Whatever your views, you probably don’t see regulatory compliance as a significant factor in profitability—but it can be. Think, for example, about the impact on profitability if an organization spends an inordinate amount of time and effort achieving and maintaining compliance. If staff members are investing more hours meeting compliance requirements than performing tasks that build their business, productivity, and profitability will be negatively affected. Likewise, too little focus or an ineffective use of resources may result in the issuance of a consent decree that could dramatically impact profitability.

For many companies, maintaining compliance is not a small problem—and it’s getting bigger as the regulatory burden grows. This can be attributed in part to the considerable challenge of harmonizing operations that arise as the result of mergers, acquisitions, and globalization in biopharmaceutical, food, and other regulated industries.
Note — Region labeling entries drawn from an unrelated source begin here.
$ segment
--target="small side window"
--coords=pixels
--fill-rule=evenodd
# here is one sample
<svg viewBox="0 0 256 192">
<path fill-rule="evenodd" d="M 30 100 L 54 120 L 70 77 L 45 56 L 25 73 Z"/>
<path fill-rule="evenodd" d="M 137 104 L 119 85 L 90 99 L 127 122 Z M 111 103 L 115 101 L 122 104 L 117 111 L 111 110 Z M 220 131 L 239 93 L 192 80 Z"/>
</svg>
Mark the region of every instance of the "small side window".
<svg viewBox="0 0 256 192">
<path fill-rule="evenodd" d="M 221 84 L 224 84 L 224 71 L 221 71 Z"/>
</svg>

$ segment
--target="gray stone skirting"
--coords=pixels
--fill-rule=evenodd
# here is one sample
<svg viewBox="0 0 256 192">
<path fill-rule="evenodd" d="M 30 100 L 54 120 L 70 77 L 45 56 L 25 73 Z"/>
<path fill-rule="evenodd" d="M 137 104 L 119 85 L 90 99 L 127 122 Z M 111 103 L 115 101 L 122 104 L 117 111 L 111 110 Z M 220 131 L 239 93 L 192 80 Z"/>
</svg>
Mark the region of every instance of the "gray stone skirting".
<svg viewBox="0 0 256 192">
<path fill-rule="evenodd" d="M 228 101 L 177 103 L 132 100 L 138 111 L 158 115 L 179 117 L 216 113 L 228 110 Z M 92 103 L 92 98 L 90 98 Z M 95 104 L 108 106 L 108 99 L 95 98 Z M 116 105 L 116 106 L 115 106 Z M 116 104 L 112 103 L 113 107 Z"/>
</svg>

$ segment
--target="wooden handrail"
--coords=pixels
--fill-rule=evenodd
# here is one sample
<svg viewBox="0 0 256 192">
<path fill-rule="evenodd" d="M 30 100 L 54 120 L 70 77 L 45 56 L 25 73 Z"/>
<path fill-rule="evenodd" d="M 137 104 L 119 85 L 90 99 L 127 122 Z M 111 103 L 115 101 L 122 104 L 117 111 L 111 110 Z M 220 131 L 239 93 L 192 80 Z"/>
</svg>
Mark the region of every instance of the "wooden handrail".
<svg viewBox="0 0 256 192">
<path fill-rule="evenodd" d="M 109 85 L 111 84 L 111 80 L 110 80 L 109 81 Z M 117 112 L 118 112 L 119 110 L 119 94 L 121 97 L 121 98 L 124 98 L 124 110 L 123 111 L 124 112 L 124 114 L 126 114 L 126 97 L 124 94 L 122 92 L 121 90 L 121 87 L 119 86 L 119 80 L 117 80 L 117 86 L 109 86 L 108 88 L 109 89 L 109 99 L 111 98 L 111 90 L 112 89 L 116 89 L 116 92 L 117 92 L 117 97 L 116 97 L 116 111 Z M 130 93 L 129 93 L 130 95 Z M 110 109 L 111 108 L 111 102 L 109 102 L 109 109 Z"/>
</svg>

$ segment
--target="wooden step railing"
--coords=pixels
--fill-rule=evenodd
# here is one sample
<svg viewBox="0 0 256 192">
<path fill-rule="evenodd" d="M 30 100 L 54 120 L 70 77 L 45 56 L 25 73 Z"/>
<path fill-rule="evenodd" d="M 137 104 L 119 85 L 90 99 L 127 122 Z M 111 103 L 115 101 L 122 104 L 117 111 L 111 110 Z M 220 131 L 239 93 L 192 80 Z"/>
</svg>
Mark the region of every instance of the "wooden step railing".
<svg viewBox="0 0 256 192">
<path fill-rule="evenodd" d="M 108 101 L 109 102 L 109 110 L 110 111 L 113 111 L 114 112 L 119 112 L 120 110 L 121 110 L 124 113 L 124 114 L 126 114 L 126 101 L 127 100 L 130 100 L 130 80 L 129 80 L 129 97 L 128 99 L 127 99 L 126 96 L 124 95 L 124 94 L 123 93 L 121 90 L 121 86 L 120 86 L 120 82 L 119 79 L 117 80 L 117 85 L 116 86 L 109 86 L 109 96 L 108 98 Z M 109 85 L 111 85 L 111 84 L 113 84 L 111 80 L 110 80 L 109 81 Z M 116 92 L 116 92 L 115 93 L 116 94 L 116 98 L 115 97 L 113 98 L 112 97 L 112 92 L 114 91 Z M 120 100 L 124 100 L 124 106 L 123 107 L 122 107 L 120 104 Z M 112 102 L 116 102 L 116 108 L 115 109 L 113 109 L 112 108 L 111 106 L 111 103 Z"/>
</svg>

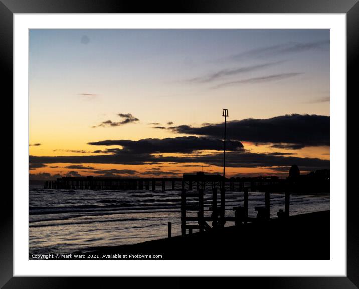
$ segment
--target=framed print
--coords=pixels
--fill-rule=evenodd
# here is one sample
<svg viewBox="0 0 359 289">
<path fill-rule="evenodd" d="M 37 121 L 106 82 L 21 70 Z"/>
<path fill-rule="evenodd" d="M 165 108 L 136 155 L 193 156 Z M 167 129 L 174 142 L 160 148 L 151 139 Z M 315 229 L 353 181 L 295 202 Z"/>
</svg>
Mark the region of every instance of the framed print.
<svg viewBox="0 0 359 289">
<path fill-rule="evenodd" d="M 156 6 L 3 1 L 2 285 L 356 287 L 357 3 Z"/>
</svg>

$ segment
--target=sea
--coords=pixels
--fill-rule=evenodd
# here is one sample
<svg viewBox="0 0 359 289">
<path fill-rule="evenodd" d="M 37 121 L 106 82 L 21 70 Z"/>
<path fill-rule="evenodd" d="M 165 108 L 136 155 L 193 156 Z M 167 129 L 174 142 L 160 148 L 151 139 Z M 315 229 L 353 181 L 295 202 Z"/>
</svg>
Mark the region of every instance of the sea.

One effective way to ease the compliance burden is by standardizing the laboratory informatics software. This can streamline processes, improve workflow, increase productivity, and, thus, boost profitability. At the same time, it can deliver other welcome benefits, including improved product quality, reduced waste and variability, and simplified training and support.

The heterogeneous laboratory

To appreciate the impact of laboratory informatics standardization, you first have to look at the apparent disorganization that exists in today’s laboratory environments. Most companies use an assortment of diverse analytical instruments from a variety of vendors. The data generated by those instruments is often collected and managed by multiple software products, few of which are integrated with one another. There are even laboratories that still keep records using paper and pen or simple spreadsheets. For companies with multiple laboratories around the globe, the problem is compounded; often, each lab does its own custom workflows with no common processes or sharing of best practices.